If it's just dairy causing the issue, you can certainly avoid this common allergen and still increase ketones in the body for increased fat burning. Supplementation with exogenous ketones is a simple way to avoid GI discomfort mid-workout, and you can even take them in a capsule form. This way, you’ll avoid filling your stomach with excess fluids pre-workout, and all of that awful bloating.

You can’t go wrong with a little bit of cinnamon and mild heat, though.

“Adding cinnamon to your coffee can help keep your blood sugar stable during a workout, which ensures that you're adequately fueled to better maintain physical energy output,” Best adds. 

5. Keep On-the-Go Caffeine in Your Bag for an Evening Workout

An easy way to guarantee a pre-workout caffeine boost is to keep on-the-go packs of coffee stashed in your gym bag. Black Rifle Coffee Company’s on-the-go coffee options — including a medium-dark roast caffeine stick that you can simply mix into a water bottle — are insanely convenient options to enjoy an instant brew. 

Just Black Cold Brew Packs are also great for those who keep a pitcher at home or train first thing in the morning, as you can just grab the pitcher and pour a cup before heading out the door. Ready-to-drink, packaged beverages, on the other hand, are great for those who train later in the day after work, since they’re portable. (Plus, they pack an awesome flavor punch.) 

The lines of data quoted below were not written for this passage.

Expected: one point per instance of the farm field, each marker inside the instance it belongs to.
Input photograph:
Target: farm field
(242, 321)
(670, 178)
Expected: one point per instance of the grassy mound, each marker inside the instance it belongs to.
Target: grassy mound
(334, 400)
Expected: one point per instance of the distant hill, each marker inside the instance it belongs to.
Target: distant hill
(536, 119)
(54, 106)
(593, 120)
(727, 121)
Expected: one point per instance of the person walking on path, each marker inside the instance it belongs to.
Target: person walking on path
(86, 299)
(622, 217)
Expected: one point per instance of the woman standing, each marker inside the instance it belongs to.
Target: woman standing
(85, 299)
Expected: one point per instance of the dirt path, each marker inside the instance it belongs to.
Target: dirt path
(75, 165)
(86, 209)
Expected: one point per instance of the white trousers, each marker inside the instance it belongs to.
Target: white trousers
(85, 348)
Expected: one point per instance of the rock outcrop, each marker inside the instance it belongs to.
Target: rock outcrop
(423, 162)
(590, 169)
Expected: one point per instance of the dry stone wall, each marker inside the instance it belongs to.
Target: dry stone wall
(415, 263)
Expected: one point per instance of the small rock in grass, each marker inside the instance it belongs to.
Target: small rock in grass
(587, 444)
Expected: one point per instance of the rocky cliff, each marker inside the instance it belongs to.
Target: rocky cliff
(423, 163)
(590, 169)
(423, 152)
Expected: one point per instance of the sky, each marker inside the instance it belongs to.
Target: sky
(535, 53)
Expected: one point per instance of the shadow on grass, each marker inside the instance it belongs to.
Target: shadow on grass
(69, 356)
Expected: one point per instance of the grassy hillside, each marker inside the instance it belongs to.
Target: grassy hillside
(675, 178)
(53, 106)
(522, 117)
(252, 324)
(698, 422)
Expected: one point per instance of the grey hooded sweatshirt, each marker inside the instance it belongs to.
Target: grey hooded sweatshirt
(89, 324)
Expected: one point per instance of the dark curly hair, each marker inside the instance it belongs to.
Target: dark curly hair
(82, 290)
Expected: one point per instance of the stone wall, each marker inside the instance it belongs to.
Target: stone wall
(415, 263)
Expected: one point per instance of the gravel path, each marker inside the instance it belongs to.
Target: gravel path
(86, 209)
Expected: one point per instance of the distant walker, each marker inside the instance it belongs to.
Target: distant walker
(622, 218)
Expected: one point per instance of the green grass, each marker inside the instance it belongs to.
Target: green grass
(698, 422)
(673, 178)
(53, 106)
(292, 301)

“They have 200 milligrams of caffeine, are naturally gluten-free, and provide seven grams of protein,” Best says. “Just note that these packs do contain milk, so those sensitive to dairy may want to find a plain coffee option." 

However, there are only two grams of fat, and such a small amount isn’t likely a need for concern, she explains. As long as you tolerate dairy decently well and don’t have an allergy, you probably won't experience mid-workout GI issues.